The manager and senior management had systems in place to monitor the quality of the service provided. Audits covered a number of different areas such the environment, infection control and medicines.

We found breaches of the Health and Social Care Act 2008 (Regulated Activities) Regulations 2014. You can see what action we told the provider to take at the back of the full version of this report.

20 October 2014

During an inspection looking at part of the service

The inspection was unannounced and took place on 20 October 2014.

The home provides care and accommodation for up to 90 people. Waverley Unit within the home provides specialist care for people with dementia.

The home had a registered manager in place. A registered manager is a person who has registered with the Care Quality Commission to manage the service. Like registered providers, they are ‘registered persons’. Registered persons have legal responsibility for meeting the requirements in the Health and Social Care Act 2008 and associated Regulations about how theservice is run.

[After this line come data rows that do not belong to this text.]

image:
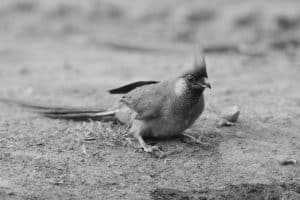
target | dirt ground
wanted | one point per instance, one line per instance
(70, 53)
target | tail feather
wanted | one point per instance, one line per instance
(65, 112)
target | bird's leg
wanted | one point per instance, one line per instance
(147, 148)
(137, 130)
(192, 140)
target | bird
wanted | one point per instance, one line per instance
(155, 109)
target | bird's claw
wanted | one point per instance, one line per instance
(155, 151)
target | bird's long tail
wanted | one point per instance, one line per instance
(65, 112)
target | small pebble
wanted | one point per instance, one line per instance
(288, 162)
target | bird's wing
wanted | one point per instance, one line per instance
(131, 86)
(147, 101)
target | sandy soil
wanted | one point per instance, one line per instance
(67, 53)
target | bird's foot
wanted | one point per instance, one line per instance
(155, 151)
(192, 140)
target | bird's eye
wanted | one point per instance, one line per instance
(191, 78)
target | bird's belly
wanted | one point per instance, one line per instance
(175, 125)
(164, 128)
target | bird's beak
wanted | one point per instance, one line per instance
(205, 84)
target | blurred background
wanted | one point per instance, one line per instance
(66, 52)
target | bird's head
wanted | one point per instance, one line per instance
(196, 78)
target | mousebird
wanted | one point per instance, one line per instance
(150, 108)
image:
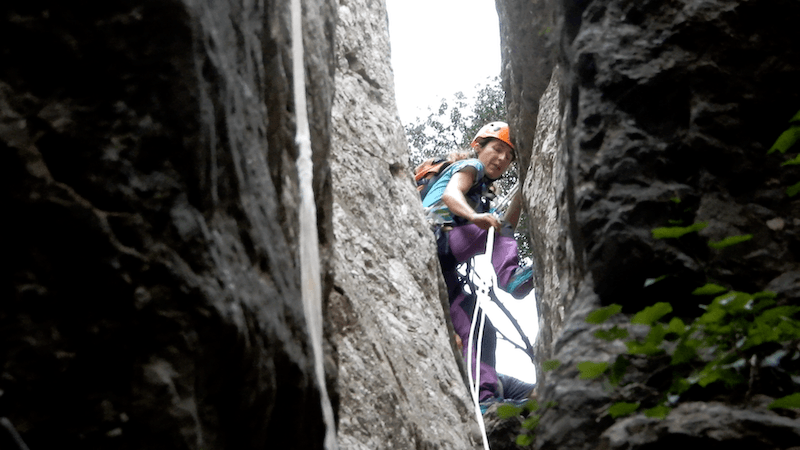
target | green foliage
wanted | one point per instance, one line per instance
(658, 412)
(730, 240)
(717, 348)
(652, 313)
(611, 335)
(551, 364)
(709, 289)
(786, 141)
(530, 421)
(453, 125)
(676, 232)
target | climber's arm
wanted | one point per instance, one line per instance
(455, 200)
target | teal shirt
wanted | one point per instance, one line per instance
(435, 209)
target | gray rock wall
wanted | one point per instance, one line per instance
(660, 102)
(399, 382)
(151, 296)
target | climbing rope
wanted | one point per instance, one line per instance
(483, 286)
(311, 290)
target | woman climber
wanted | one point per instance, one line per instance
(457, 206)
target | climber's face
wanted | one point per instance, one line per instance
(496, 156)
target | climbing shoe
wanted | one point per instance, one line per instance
(485, 404)
(520, 277)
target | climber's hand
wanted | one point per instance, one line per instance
(485, 221)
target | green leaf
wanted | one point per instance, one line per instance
(507, 410)
(612, 334)
(600, 315)
(709, 289)
(789, 402)
(648, 348)
(531, 422)
(676, 326)
(650, 314)
(531, 405)
(523, 440)
(676, 232)
(792, 162)
(590, 370)
(792, 190)
(656, 335)
(551, 364)
(659, 412)
(618, 369)
(622, 409)
(730, 240)
(785, 140)
(685, 352)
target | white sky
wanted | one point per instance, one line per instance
(440, 47)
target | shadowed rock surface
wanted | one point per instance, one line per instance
(400, 387)
(667, 110)
(152, 291)
(151, 296)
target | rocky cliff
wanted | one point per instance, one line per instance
(151, 290)
(399, 383)
(152, 296)
(662, 114)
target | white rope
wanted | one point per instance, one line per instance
(311, 289)
(478, 320)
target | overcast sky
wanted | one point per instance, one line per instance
(440, 47)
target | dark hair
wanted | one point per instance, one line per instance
(483, 141)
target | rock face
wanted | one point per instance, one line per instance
(664, 116)
(398, 380)
(152, 291)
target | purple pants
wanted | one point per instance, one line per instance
(465, 242)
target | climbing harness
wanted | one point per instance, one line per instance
(483, 287)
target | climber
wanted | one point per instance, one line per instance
(457, 207)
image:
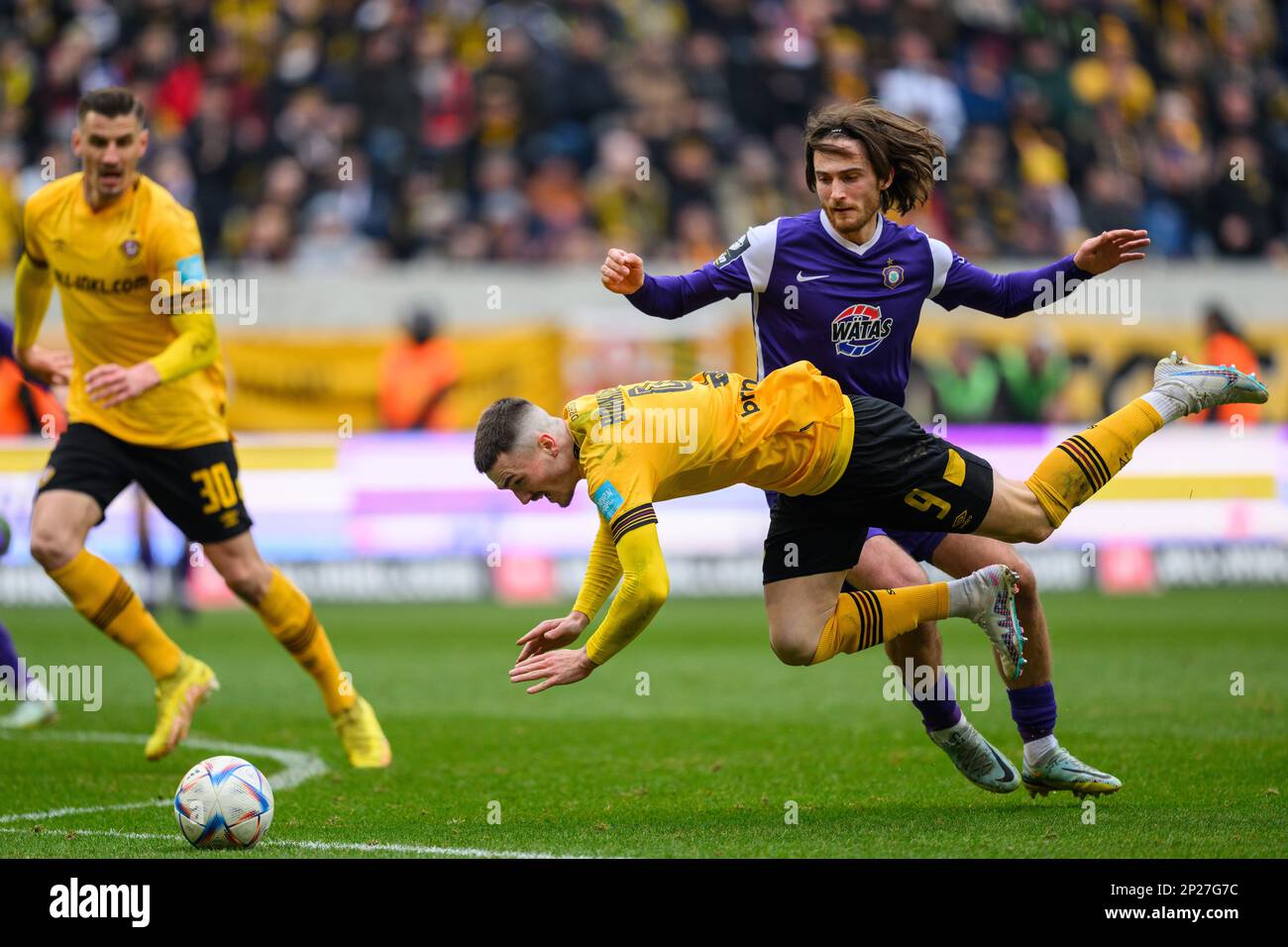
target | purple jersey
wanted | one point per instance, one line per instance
(849, 309)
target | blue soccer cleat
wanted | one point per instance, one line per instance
(1201, 386)
(975, 758)
(992, 595)
(1061, 771)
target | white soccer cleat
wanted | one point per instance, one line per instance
(1060, 770)
(1201, 386)
(992, 594)
(30, 714)
(975, 758)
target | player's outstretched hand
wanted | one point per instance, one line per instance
(52, 367)
(111, 384)
(553, 633)
(565, 667)
(1102, 254)
(622, 272)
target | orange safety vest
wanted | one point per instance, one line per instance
(24, 405)
(412, 380)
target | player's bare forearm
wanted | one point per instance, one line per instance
(603, 573)
(194, 348)
(644, 590)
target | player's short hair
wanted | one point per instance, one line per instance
(110, 103)
(892, 141)
(498, 431)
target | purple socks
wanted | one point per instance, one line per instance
(938, 714)
(1033, 710)
(8, 654)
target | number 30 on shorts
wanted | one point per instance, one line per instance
(217, 487)
(923, 501)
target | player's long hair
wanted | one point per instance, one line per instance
(893, 142)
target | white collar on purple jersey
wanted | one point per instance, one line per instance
(849, 244)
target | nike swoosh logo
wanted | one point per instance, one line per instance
(1008, 774)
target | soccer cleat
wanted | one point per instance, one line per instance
(30, 714)
(992, 589)
(975, 758)
(1201, 386)
(364, 740)
(1060, 770)
(178, 698)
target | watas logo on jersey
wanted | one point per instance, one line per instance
(859, 329)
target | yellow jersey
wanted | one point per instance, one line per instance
(106, 264)
(638, 444)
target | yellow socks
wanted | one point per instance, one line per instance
(1082, 464)
(864, 618)
(288, 615)
(102, 595)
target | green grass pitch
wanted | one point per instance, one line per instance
(704, 764)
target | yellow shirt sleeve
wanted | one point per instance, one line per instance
(179, 263)
(644, 589)
(603, 570)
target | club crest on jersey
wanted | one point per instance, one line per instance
(892, 275)
(859, 329)
(737, 249)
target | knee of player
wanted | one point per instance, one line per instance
(1037, 531)
(793, 650)
(53, 548)
(246, 579)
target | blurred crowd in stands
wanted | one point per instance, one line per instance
(334, 134)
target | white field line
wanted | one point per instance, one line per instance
(297, 767)
(325, 845)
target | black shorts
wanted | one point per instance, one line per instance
(900, 476)
(194, 487)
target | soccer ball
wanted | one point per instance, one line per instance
(223, 802)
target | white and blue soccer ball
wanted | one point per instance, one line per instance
(223, 802)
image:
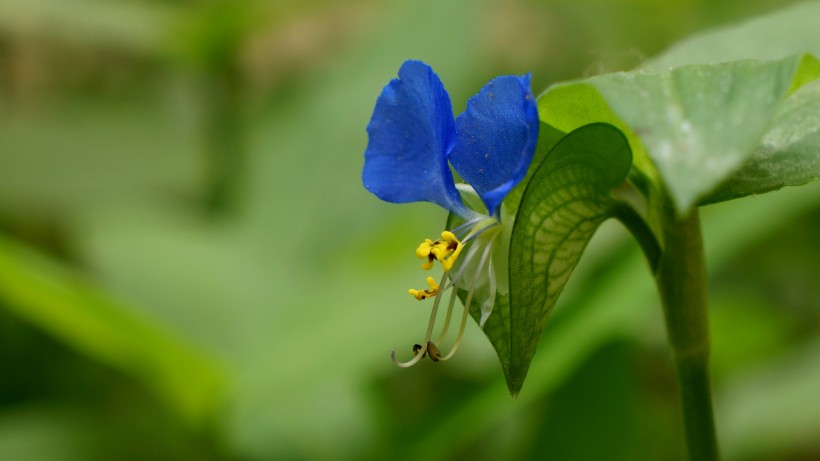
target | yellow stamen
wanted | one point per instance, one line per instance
(454, 246)
(424, 294)
(445, 250)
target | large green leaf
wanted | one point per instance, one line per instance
(788, 155)
(563, 204)
(691, 126)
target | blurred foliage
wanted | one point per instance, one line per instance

During our inspection, we found breaches of regulations that meant people in the home were not always safe. We found there were insufficient levels of sufficiently skilled staff to meet people’s needs. People, relatives and visitors to the home all expressed concern about staffing levels and how this impacted on people’s care. People told us; “I can’t get them to help me so I don’t bother asking any more” and “It’s hopeless expecting any help. You just have to get on with it and do the best you can on your own. Some people are in bed all day so I’m lucky. They just haven’t got enough staff for us all”. We made observations during a lunch time meal that showed people’s needs were not being met at this time due to the insufficient numbers of staff.

We found there was a system in place where newly recruited staff were able to shadow shifts in the home before their Disclosure and Barring System (DBS) checks were complete. This is a check that providers are required to undertake to support them in making safe recruitment decisions. No risk assessment had taken place in relation to this. This meant that people were at risk from staff whose suitability to work with vulnerable people had not been fully checked. The provider also told us there was a period of time when company recruitment procedures had not been followed. This had been identified through the provider’s quality and monitoring procedures and action taken promptly to address the risks that this presented.

Procedures to prevent cross infection were not followed consistently because staff did not always wash their hands when necessary.

People were not fully protected against the risks associated with medicines because there was not always accurate information kept about the use of PRN ‘as required’ medicines.

Staff were positive about the training they received and told us they felt able to ask for additional training when required. Nurses and care staff demonstrated knowledge and understanding of caring for people who were at risk of pressure ulcers.

People were protected against the risks of malnutrition because they were assessed using a standard tool and this was repeated regularly to support staff in identifying when further specialist input was required. Staff were aware of the Mental Capacity Act 2005. We saw people’s capacity had been assessed and best interests decisions documented in relation to issues such as bed rails and the type of diet a person required. Action was being taken to ensure that people were not unlawfully restricted.

People were supported to see other healthcare professionals when necessary, such as GPs, district nurses and chiropodists.

Feedback about how caring staff were was mixed. Some people were unhappy and told us; “I don’t feel you can talk to staff as they are so busy. They can be very curt with me and I feel I am a nuisance”, whilst others told us; “we’ve got some lovely staff, we’re very happy here” and “we enjoy it here, we’d have a job to find fault”.

We found that people weren’t always treated with dignity and respect. We observed staff use language that did not reflect a respectful or personalised approach to caring for people. We heard staff use terms such as; “she’s a feed” and “she’s dementia”.

People told us that staff made arrangements to protect their privacy when delivering personal care, such as ensuring curtains were closed.